The vote on the agreement needed 60 votes to prevent what the Treasury Department warns would be an economic calamity if the country defaults for the first time. Ten Republican votes were needed to bypass the GOP filibuster to make it to the simple-majority final passage vote.
The Republicans who voted in the affirmative were Sens. John Barrasso of Wyoming, Roy Blunt of Missouri, Shelley Moore Capito of West Virginia, Susan Collins of Maine, John Cornyn of Texas, Mitch McConnell of Kentucky, Lisa Murkowski of Alaska, Rob Portman of Ohio, Mike Rounds of South Dakota, Richard Shelby of Alabama and John Thune of South Dakota. Sens. Richard Burr, R-N.C. and Marsha Blackburn, R-Tenn. were absent.
The deal would raise the limit by $480 billion, which is the figure U.S. Treasury Secretary Janet Yellen says is needed to get to Dec. 3.
"The solution is for Republicans to either join us in raising the debt limit or stay out of the way and let Democrats address the debt limit ourselves," said Senate Majority Leader Chuck Schumer, D-N.Y., following the procedural vote.
"America's full faith and credit must never be used as a political bargaining chip. I hope my Republican colleagues relent from trying to make it one when we revisit this issue soon," he said.
House Speaker Nancy Pelosi, D-Calif., told members Thursday it is possible they'll need to return early to vote on the agreement. After passing the House, the bill would then head to President Joe Biden, who is expected to sign it.
House Majority Leader Steny Hoyer, D-Md., said later Thursday evening that the House, which was scheduled to be out next week, will return Tuesday to pass a stopgap measure to address the debt limit.
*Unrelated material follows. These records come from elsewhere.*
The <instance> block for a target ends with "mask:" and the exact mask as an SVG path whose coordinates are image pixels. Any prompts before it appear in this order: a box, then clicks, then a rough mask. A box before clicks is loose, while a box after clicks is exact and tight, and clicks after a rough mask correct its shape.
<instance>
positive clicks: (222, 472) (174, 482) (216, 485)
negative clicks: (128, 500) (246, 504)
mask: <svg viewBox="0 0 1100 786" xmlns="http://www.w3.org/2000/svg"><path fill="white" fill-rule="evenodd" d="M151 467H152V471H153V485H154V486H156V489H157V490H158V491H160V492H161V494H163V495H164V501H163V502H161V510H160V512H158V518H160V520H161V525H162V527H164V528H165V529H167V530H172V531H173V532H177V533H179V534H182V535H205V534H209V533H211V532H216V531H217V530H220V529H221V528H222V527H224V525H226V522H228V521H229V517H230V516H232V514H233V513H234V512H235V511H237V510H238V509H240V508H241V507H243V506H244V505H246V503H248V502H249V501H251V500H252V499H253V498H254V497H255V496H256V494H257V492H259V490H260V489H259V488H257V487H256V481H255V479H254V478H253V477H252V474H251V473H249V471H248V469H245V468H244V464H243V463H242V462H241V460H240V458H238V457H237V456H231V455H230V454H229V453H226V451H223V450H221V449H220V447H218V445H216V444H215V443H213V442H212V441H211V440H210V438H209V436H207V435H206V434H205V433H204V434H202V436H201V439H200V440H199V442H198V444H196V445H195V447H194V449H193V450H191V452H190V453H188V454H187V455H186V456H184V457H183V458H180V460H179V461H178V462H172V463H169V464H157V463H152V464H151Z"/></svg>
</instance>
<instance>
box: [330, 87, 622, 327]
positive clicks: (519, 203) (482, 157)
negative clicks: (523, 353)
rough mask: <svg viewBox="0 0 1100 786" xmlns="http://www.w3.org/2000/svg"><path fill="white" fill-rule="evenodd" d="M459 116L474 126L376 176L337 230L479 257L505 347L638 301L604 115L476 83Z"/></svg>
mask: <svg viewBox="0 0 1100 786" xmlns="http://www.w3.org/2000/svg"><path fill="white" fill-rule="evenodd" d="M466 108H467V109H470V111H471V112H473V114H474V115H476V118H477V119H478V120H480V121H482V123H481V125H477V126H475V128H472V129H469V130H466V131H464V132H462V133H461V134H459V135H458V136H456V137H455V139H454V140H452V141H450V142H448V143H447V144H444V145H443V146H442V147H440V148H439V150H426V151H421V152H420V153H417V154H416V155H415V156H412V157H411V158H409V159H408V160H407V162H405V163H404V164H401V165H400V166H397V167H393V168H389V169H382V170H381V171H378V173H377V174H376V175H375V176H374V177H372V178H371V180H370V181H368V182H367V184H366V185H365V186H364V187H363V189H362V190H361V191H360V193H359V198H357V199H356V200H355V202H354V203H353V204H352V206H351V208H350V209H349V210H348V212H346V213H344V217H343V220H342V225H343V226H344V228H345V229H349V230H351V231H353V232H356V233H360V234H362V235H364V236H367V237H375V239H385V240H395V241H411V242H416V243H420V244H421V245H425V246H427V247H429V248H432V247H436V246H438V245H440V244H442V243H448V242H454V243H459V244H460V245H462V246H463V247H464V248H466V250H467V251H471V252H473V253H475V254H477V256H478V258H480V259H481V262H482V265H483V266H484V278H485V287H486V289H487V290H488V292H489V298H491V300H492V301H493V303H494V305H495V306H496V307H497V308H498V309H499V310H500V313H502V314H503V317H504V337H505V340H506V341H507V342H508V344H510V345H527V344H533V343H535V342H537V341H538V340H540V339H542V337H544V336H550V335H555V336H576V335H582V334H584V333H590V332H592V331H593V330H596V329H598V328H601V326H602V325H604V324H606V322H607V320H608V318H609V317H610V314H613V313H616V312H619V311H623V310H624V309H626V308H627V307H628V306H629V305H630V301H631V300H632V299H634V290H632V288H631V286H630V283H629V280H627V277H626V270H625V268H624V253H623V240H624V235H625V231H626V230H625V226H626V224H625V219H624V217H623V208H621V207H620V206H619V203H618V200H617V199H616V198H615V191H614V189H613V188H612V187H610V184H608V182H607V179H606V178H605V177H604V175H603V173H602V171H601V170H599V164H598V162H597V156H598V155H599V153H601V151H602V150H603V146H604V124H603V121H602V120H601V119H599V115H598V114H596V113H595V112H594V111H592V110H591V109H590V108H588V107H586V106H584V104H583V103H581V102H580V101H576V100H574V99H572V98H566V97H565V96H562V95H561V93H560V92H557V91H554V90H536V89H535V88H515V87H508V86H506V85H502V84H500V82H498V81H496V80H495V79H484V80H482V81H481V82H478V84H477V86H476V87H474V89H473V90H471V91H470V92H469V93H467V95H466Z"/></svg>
White House press secretary Jen Psaki said that Biden looks forward to signing the bill. She said raising the limit was "a shared responsibility" that pays for debts incurred in the past, and "there must be no question of whether America will pay its bills."
"As we approach the coming months, we hope that even more Republicans will join Democrats in responsibly addressing the debt limit instead of choosing default or obstruction," she said in a statement.
Sen. Pat Toomey, R-Pa., who opposed the bill, said in a statement Democrats and the White House have decided to go on an "unprecedented, dangerous spending and tax-hiking spree that will drag down our economy and require even more debt in the future."
Senators on both sides of the aisle also expressed frustration with Schumer after he laced into Republicans during his victory speech on the Senate floor.
“I’m sure Chuck's frustration was built, but that was not a way to take it out. We just disagree. I would have done it differently," said Sen. Joe Manchin, D-W.Va., who was seen sitting behind Schumer during the speech, shaking his head and putting his head in his hands before getting up.
“I let him have it," said Thune, the Senate minority whip, whose support helped pass the bill, in response to Schumer. “I just thought it was incredibly partisan speech after we had just helped them solve a problem."
Portman, a Republican who supported the measure, called it "unnecessarily partisan."
On Wednesday, McConnell said Republicans would not filibuster a temporary extension of the debt limit as long as Democrats put a dollar amount on the increase, giving them more time to enact a long-term solution on their own.
"This will moot Democrats’ excuses about the time crunch they created and give the unified Democratic government more than enough time to pass standalone debt limit legislation through reconciliation," McConnell, R-Ky., said in a statement.
Before the vote, Sens. Ted Cruz, R-Texas and Lindsey Graham, R- S.C., called the offer by McConnell a mistake.
"I believe Democratic Leader Schumer was on the verge of surrendering, and then, unfortunately, yesterday Republicans blinked. I think that was a mistake. I think that was the wrong decision," said Cruz on the floor Thursday.
Graham called the agreement a "self-inflicted wound and we need not do this again."
Former President Trump also sent out a statement urging Republicans to not vote for "this terrible deal."